The cliffhangers we were left with in Uglies are mostly resolved by the end of this second installment, but it gives us yet another one right at the end. I won’t lie, you do see it coming, but it’s delivered in such a fantastic way and it’s so well-tied with previous events it still surprises you. The change in some characters is quite brilliant as well and it borders almost on cruel.

As for Tally, she goes from being annoyingly Pretty, back to being a capable person once again. We see her fall in love and it’s quite different from David, which is a relief. She becomes more mature and it shows in her relationships.

Another aspect I loved, is how the Pretties talked to one another. They had a very proper way of speaking. They say bubbly and bogus to mean a sharper, exquisite reality and something that’s just dreadful, respectively. They are annoying, but the way Scott Westerfeld portrayed them was quite genuine. Also, while Tally was Pretty, I wanted to bash her head with a hammer – same for everyone else, but as the book progresses and she’s freed from pretty-mindedness and goes back to being the amazing Tally I’d fallen in love with in the first book.
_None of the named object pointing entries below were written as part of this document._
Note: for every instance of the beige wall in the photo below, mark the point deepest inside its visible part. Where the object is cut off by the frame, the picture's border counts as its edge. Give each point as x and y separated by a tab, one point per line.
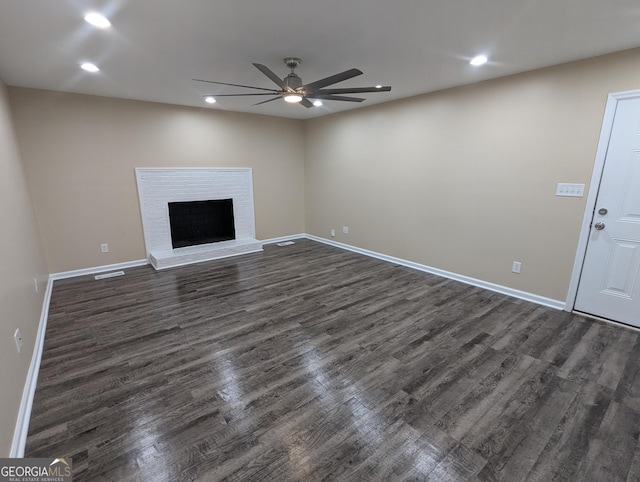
464	179
22	260
80	153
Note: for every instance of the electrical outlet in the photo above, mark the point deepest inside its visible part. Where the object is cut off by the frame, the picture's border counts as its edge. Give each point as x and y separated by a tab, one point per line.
17	336
569	190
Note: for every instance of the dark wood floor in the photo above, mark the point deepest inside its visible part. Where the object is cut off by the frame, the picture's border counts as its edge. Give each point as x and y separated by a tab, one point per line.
308	362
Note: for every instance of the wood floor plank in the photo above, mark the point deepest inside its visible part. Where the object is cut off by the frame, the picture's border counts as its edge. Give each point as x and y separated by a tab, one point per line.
308	362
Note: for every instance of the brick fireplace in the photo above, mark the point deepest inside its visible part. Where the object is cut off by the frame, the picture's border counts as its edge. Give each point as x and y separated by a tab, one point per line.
160	188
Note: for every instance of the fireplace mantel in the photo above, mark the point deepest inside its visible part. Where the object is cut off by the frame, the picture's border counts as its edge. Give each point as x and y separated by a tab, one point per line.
157	187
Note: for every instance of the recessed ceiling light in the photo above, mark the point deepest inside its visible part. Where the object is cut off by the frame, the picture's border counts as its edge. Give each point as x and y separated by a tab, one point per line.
97	20
89	67
479	60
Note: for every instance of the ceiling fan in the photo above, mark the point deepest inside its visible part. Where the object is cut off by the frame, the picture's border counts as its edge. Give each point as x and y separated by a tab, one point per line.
294	91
The writing in this book is still pretty fluid and sharp, as it was on Uglies. We get more of a glimpse of New Pretty Town and it’s a flamboyant, dizzying experience; same for the new sections of the wild, particularly the reservation. As for the atmosphere around Tally, it oozes determination and survival instinct. It’s a book full of suspense and it delivers.

Pretties never gets boring. It keeps you on the edge, guessing what’s going to happen next and the ending is the best example of such a factor. I loved this book even more than I did Uglies and I absolutely can’t wait to read Specials and see Tally’s story come to an end.